XHED-FM
- Ameca, Jalisco; Mexico;
- Broadcast area: Región Valles
- Frequency: 99.1 FM
- Branding: La Líder (The Leader)

Ownership
- Owner: Sandra López Benavides, Laura Enriqueta, María Teresa, Marcela, Tomas Salvador, María del Carmen, Gabriela and Aurelio López Rocha, Héctor Quirarte Gutierrez, Héctor and Lucia Quirarte López

History
- First air date: 1959

Technical information
- Licensing authority: CRT
- Class: AA
- ERP: 6,000 watts (FM)
- HAAT: −88.9 m (−292 ft)
- Transmitter coordinates: 20°30′46″N 104°01′58″W﻿ / ﻿20.51278°N 104.03278°W

Links
- Webcast: Listen live
- Website: lalider.mx

= XHED-FM =

Radio station in Ameca, Jalisco, Mexico

XHED-FM is a radio station on 99.1 FM in Ameca, Jalisco, Mexico. XHED is locally owned and carries a format of ranchera and pop music with news, known as La Líder, with programming targeted to the Valles region of Jalisco.

==History==
Tomás Flores Lamas received the concession for XEED-AM 1490 on January 9, 1959. XEED broadcast with 1,000 watts day and 250 at night. In 1969, Salvador López Chávez bought XEED; in the 1990s, his estate upgraded XEED to 1,000 watts full-time on 1450 kHz, and in 2002 to the same power on 900 kHz.

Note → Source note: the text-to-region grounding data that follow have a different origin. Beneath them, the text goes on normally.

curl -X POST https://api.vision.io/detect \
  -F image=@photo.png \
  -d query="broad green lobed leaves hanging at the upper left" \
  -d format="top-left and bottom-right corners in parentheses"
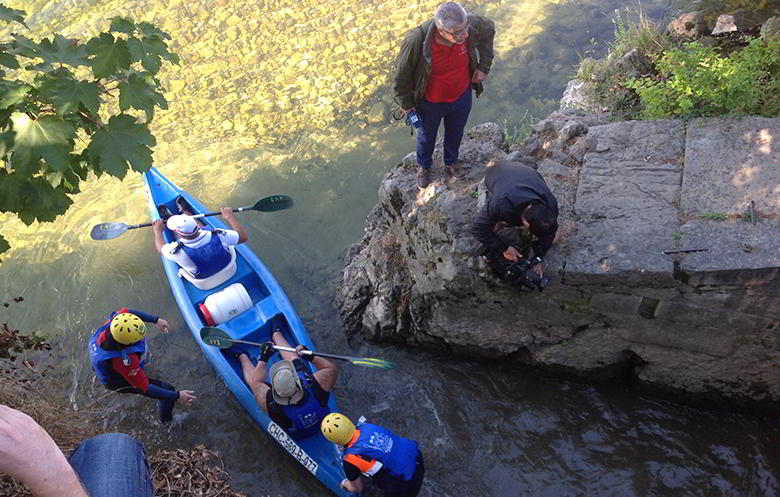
top-left (0, 4), bottom-right (179, 258)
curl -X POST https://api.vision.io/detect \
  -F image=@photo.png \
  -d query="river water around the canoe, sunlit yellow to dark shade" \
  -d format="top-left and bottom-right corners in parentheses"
top-left (0, 0), bottom-right (780, 497)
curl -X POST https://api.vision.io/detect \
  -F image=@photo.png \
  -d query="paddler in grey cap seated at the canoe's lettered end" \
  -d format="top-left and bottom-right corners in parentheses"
top-left (238, 330), bottom-right (339, 438)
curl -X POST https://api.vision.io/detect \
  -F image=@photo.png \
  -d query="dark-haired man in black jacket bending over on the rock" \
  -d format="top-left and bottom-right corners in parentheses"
top-left (471, 161), bottom-right (558, 277)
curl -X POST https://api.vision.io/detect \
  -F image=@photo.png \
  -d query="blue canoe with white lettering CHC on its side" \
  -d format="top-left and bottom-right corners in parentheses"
top-left (144, 168), bottom-right (353, 497)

XEED migrated to FM in 2011 and was transferred to its current concessionaires in 2012.

In 2017, XHED was approved to move its transmitter, but not to change frequencies or increase power. A power increase on 99.1 MHz could not be approved without causing interference to XHZAM-FM in Mazamitla. The station activated the upgraded facilities in 2018 and began programming 24 hours a day.